1

How to extract text from divs in Selenium using Python when new divs are added every approx 1 second?

Based on the above answer, I have the following code:

from selenium.webdriver.support.ui import WebDriverWait as wait
from selenium import webdriver

chrome_path = r"C:\scrape\chromedriver.exe"
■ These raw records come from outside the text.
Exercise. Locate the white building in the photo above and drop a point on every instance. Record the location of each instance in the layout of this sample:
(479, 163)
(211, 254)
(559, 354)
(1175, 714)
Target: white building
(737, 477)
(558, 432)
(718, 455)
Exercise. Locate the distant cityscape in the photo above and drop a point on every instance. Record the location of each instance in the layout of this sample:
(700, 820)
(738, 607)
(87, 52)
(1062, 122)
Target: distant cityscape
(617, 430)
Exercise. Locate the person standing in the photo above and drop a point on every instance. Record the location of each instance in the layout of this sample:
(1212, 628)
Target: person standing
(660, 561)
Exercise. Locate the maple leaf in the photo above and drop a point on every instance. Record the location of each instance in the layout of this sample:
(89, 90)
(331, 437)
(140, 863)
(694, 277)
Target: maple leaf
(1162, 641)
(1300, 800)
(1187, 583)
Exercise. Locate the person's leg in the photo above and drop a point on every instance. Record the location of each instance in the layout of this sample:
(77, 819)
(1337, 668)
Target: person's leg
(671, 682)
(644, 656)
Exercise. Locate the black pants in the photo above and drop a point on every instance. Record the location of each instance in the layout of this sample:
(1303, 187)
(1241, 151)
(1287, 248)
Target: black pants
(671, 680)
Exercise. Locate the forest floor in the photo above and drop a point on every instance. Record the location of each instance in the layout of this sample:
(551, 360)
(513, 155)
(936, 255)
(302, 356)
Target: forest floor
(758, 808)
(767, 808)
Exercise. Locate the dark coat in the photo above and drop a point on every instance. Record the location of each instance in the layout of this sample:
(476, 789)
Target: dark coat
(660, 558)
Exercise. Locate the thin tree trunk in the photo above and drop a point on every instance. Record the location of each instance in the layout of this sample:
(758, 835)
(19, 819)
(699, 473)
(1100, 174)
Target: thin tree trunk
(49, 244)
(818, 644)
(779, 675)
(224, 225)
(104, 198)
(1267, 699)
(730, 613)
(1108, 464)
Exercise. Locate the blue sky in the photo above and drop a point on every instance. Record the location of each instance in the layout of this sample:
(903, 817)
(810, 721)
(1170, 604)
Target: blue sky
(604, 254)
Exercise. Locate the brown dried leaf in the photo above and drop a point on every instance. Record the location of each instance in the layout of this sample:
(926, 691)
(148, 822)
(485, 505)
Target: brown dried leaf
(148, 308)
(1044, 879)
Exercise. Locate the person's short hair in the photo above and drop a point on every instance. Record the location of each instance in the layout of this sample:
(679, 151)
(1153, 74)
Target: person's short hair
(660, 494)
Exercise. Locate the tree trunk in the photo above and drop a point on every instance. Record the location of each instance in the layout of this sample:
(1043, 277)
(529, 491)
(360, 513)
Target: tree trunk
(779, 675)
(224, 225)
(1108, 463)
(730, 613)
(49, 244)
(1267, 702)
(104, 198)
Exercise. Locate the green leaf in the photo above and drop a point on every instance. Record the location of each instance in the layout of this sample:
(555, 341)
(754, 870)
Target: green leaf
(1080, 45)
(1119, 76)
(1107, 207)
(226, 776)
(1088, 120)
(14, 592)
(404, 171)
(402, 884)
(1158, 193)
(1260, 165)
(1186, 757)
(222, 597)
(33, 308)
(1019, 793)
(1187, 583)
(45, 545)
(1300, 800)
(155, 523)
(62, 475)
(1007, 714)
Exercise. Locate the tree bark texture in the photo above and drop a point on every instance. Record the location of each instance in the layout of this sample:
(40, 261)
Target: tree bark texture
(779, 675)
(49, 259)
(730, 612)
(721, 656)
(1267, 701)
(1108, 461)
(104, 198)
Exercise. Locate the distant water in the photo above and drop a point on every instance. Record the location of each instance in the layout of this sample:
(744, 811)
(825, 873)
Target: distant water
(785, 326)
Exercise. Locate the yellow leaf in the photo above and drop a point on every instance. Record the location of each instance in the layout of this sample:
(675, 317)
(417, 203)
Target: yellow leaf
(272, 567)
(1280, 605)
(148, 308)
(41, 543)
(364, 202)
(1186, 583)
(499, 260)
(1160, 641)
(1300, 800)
driver = webdriver.Chrome(chrome_path)
driver.get("https://website.com/")
# Get current divs
messages = driver.find_elements_by_class_name('div_i_am_targeting')
# Print all messages
for message in messages:
    print(message.text)

while True:
    try:
        # Wait up to minute for new message to appear
        wait(driver, 60).until(lambda driver: driver.find_elements_by_class_name('div_i_am_targeting') != messages)
        # Print new message
        for message in [m.text for m in driver.find_elements_by_class_name('div_i_am_targeting') if m not in messages]:
            print(message)
        # Update list of messages
        messages = driver.find_elements_by_class_name('div_i_am_targeting')
    except:
        # Break the loop in case no new messages after minute passed
        print('No new messages')
        break

Which works fine and captures all divs on the page as they appear, that match the class specified by div_i_am_targeting

The divs on this HTML page are generated dynamically and one div appears about once every second.

The actual structure on the page is like this:

<div class="div_i_am_targeting">
...
...
</div>
<div class="div_i_am_targeting">
...
...
</div>
<div class="div_i_am_targeting">
...
...
</div>
<div class="some_other_div">
...
...
</div>
<div class="div_i_am_targeting">
...
...
</div>
<div class="yet_another_div">
...
...
</div>
<div class="div_i_am_targeting">
...
...
</div>

Such that, in the dynamically created content there are other divs appearing between the div I am currently targeting.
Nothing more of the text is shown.